Reputation: 37
I searched..I read all the answers on similar or even the same questions that I could find here. I watched tutorials. It seems super easy and logical when it's happening in somebody's terminal. In mine, it's just not working. Apparently,I must be missing something super obvious. I commited .gitignore, but .DS_Store still appears in status. Then I deleted .DS_Store using git rm --cached .DS_Store (just in case, even though It wasnt in my repo). Nope. Now I'm seeing it appearing in staging area as "changes to be commited => deleted: .DS_Store". Is there a way to get rid of it completely? So it stops popping up in my status?
Here it is:
Changes to be committed:
(use "git restore --staged <file>..." to unstage)
deleted: .DS_Store
Changes not staged for commit:
(use "git add <file>..." to update what will be committed)
(use "git restore <file>..." to discard changes in working directory)
modified: README.md
modified: assets/.DS_Store
modified: assets/stylesheets/main.css
modified: index.html
Upvotes: 1
Views: 3726
Reputation: 488183
The (rather mild) problem here is that you have some number of existing commits in which .DS_Store
exists. Note that the current status indicates at least two such files, one in the top level of the tree and one in assets
:
deleted: .DS_Store modified: assets/.DS_Store
These existing commits cannot be changed. They will continue to hold a copy of the .DS_Store
file forever (or as long as these commits continue to exist, anyway).
You must delete these .DS_Store
files (all of them) from Git's index if you wish them not to be stored in future commits. By doing that—running git rm --cached
and making a commit—you're telling Git that when you check out one of these historical commits, it should extract the historical .DS_Store
files, and when you switch from that historical commit to one of the more modern commits that lacks these .DS_Store
files, Git should remove them.
Since macOS Finder will, if the file is missing, create a new .DS_Store
whenever it shows the directory in a Finder window, this particular action is safe enough in this particular case. However, there are several things to be aware of that can make this trickier for other files, should you need to use git rm --cached
on them as well.
Git's index, which has this relatively poor name (index? what is it index-ing?), has two other names. Git also calls this thing the staging area, which refers to how you use it, and the cache, which refers to how it's used internally. The name "cache" mostly shows up in the spelling of git rm --cached
, which tells Git to remove it from the index without also removing it from your working tree.

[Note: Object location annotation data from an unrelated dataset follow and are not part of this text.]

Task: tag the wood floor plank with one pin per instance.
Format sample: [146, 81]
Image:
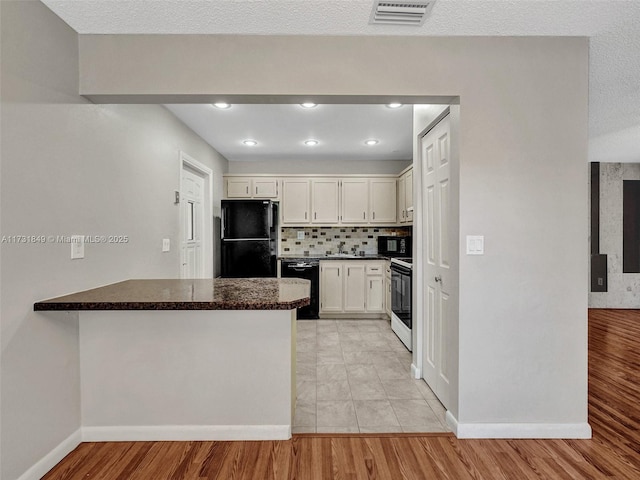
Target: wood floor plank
[612, 454]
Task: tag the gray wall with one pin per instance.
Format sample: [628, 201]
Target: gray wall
[523, 177]
[71, 167]
[382, 167]
[623, 288]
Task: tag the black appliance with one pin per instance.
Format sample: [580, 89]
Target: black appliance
[394, 246]
[401, 308]
[249, 233]
[308, 270]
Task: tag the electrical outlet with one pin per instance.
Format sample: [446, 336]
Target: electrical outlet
[475, 244]
[77, 247]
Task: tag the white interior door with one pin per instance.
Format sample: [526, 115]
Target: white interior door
[438, 276]
[192, 202]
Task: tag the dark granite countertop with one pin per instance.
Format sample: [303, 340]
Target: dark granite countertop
[327, 257]
[196, 294]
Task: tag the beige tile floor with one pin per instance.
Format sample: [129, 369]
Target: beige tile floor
[354, 376]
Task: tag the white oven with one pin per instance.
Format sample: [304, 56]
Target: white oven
[401, 315]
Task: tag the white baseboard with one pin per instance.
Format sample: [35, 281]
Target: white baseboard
[518, 430]
[185, 433]
[51, 459]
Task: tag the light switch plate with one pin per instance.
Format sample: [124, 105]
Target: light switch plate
[77, 247]
[475, 244]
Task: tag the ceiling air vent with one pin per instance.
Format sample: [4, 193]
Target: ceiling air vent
[400, 12]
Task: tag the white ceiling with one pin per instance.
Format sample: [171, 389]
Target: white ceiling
[281, 131]
[612, 25]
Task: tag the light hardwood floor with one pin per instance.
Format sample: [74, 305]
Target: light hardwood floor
[613, 453]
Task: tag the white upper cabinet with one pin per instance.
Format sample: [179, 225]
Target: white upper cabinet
[252, 187]
[382, 200]
[408, 194]
[265, 187]
[355, 200]
[405, 197]
[239, 187]
[295, 201]
[324, 200]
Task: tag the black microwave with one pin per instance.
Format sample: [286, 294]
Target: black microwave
[394, 246]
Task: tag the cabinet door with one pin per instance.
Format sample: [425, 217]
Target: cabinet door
[354, 287]
[324, 200]
[355, 200]
[408, 194]
[402, 213]
[238, 188]
[387, 289]
[382, 200]
[295, 201]
[331, 277]
[375, 294]
[265, 187]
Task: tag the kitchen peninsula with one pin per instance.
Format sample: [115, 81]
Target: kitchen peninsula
[198, 359]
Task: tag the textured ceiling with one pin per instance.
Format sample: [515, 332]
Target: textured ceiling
[613, 27]
[281, 131]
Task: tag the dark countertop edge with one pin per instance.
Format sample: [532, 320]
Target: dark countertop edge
[148, 306]
[310, 257]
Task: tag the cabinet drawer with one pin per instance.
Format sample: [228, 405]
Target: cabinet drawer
[374, 269]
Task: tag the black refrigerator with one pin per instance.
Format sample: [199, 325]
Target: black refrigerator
[249, 234]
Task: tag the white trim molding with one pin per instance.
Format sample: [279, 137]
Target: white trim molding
[134, 433]
[518, 430]
[51, 459]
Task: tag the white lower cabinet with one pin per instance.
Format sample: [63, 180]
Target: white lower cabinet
[331, 287]
[352, 287]
[354, 283]
[387, 288]
[375, 294]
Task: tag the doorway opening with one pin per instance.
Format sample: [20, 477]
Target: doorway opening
[196, 221]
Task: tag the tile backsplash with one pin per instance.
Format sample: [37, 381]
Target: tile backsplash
[326, 240]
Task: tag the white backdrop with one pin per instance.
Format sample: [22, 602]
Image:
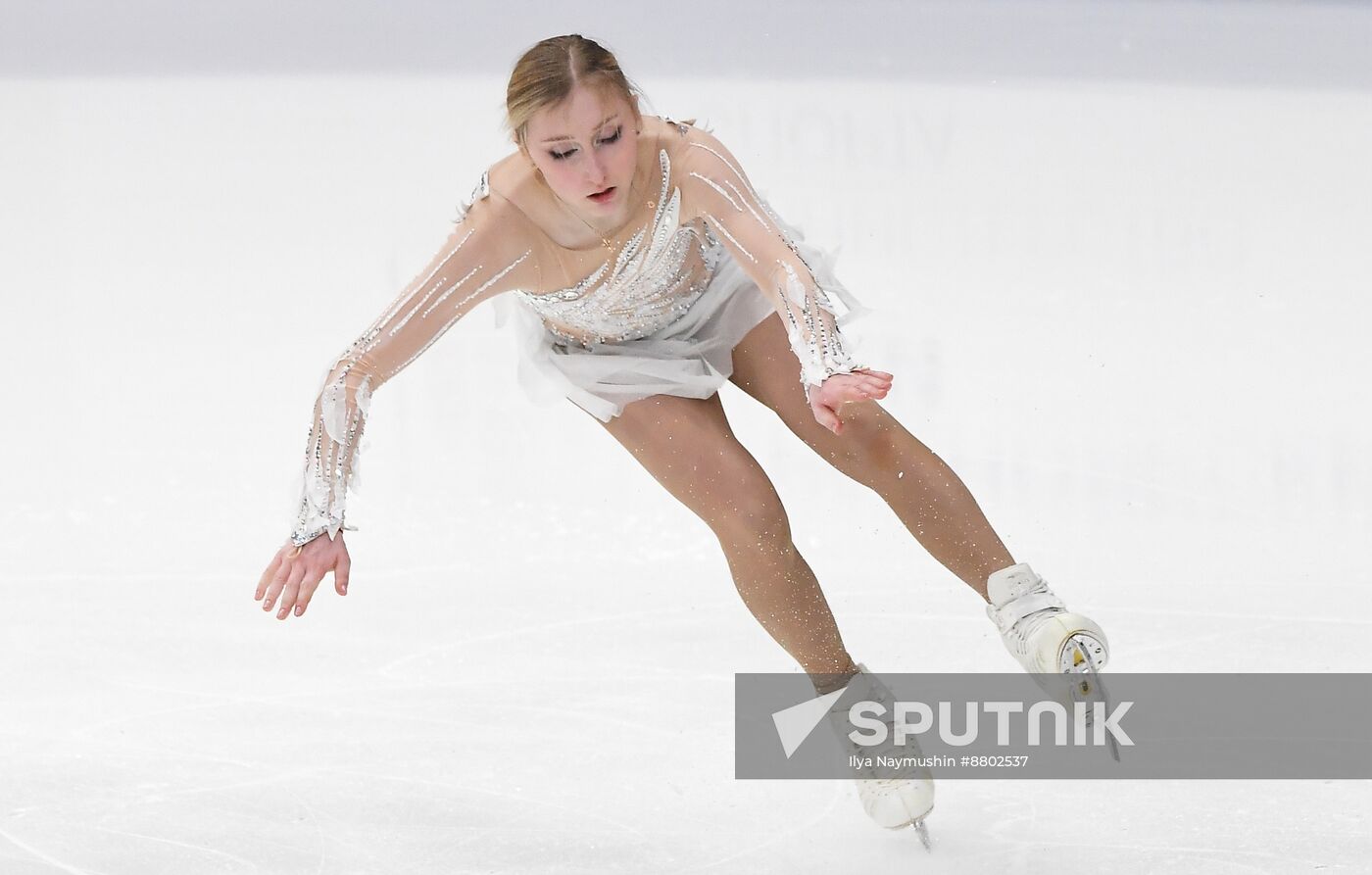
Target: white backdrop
[1125, 302]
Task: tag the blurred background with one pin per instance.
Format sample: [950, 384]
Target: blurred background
[1118, 256]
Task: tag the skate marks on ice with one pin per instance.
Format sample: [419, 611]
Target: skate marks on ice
[1168, 826]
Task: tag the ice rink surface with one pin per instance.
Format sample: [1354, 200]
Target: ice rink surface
[1129, 311]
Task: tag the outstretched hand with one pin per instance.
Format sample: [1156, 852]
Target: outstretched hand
[861, 384]
[294, 573]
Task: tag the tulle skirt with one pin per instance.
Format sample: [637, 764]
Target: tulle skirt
[692, 357]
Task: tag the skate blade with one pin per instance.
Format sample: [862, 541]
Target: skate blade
[923, 834]
[1083, 656]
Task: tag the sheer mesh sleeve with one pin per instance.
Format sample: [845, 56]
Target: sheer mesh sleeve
[764, 246]
[489, 253]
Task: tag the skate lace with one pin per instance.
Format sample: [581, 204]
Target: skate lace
[1018, 617]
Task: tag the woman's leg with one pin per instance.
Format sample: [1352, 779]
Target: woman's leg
[877, 452]
[689, 447]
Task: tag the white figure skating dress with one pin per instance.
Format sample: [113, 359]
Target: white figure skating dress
[699, 265]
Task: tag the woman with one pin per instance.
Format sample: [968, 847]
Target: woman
[647, 270]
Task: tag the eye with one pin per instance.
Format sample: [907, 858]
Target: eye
[613, 137]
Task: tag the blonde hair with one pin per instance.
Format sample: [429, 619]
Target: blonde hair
[546, 74]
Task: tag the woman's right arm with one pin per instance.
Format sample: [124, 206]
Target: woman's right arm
[490, 251]
[487, 253]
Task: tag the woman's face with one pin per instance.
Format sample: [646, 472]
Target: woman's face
[585, 146]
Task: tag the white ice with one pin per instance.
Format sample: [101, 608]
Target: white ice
[1129, 312]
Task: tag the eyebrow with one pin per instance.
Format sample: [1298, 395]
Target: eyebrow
[566, 137]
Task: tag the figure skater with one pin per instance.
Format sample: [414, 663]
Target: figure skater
[642, 270]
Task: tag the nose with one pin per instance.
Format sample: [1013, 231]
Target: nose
[597, 177]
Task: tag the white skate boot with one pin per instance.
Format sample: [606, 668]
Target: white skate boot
[1039, 630]
[1050, 641]
[894, 802]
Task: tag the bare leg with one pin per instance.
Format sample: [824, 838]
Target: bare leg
[689, 447]
[877, 452]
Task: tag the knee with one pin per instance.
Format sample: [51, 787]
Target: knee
[752, 514]
[870, 436]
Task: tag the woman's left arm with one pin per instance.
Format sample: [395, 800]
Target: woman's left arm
[717, 189]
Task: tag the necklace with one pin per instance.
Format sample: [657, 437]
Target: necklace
[604, 240]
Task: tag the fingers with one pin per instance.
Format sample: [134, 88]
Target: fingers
[265, 580]
[292, 587]
[306, 591]
[340, 573]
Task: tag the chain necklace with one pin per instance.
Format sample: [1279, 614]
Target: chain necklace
[604, 239]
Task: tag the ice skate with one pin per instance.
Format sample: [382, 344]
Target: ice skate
[892, 802]
[1049, 639]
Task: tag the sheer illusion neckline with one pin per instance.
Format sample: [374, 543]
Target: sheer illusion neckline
[648, 196]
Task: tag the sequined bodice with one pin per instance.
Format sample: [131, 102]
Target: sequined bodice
[655, 277]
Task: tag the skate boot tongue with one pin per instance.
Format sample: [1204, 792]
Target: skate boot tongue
[1019, 596]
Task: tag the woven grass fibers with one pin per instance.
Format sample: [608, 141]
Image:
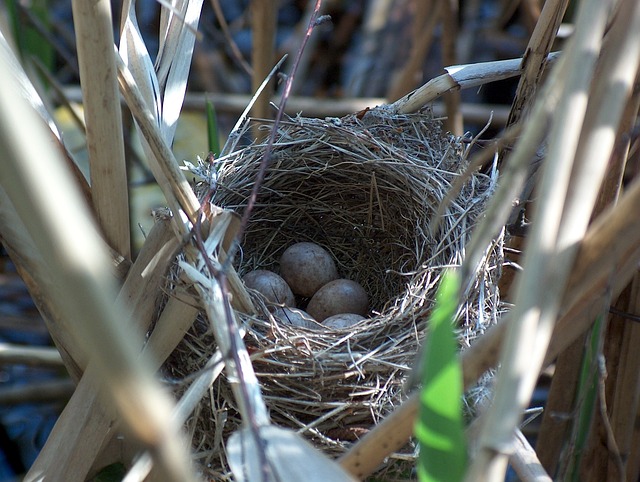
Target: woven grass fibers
[365, 188]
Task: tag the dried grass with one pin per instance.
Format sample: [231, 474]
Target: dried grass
[365, 187]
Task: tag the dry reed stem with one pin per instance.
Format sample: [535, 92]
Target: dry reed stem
[550, 251]
[459, 77]
[425, 20]
[33, 271]
[29, 355]
[89, 419]
[321, 108]
[534, 59]
[103, 117]
[363, 188]
[609, 252]
[525, 463]
[49, 391]
[612, 103]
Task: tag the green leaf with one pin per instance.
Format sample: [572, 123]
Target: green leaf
[440, 425]
[29, 41]
[212, 129]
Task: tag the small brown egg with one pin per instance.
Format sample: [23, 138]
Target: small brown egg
[295, 317]
[342, 320]
[338, 296]
[271, 285]
[306, 267]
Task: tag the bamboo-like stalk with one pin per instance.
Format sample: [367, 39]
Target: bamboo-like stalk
[103, 117]
[427, 16]
[33, 271]
[610, 247]
[313, 107]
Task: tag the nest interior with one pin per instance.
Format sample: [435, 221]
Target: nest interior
[366, 188]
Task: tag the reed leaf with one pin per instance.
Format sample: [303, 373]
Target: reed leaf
[440, 426]
[103, 117]
[74, 254]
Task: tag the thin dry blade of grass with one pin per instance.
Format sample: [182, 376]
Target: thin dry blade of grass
[534, 59]
[177, 41]
[452, 99]
[88, 420]
[263, 22]
[425, 21]
[103, 117]
[73, 252]
[459, 77]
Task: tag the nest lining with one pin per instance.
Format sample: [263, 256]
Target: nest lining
[365, 189]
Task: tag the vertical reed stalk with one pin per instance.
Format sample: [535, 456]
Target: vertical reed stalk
[103, 117]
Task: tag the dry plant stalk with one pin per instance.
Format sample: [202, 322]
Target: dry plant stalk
[103, 117]
[263, 23]
[88, 420]
[459, 77]
[452, 99]
[425, 20]
[549, 255]
[72, 249]
[615, 76]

Okay, so we have three names for the thing. What does that tell us? Well, for one thing, it tells us that Git's index is really important. In fact, it's absolutely crucial. But why? Why does Git insist on shoving its index in our faces over and over again? Ultimately, the real answer to that question is just "it was a deliberate choice"—but it's worth looking at the factors that made Linus Torvalds make this choice. This turns out to start with commits.
Git is, in the end, all about commits. It's not about files, although files are, in a sense, contained within each commit. It's not about branch names either, although branch names are necessary to help you (and Git) find the commits. The commits, though, are the history in the repository. They hold the files, and they form things that we sometimes call branches (see What exactly do we mean by "branch"?).
Each commit is numbered, by a big ugly hash ID number. Each commit stores two things:
Inside the metadata for a commit, each commit holds the hash ID of some earlier commit, and this is what makes commits act as history. We won't get into the details here but this is how branches actually work.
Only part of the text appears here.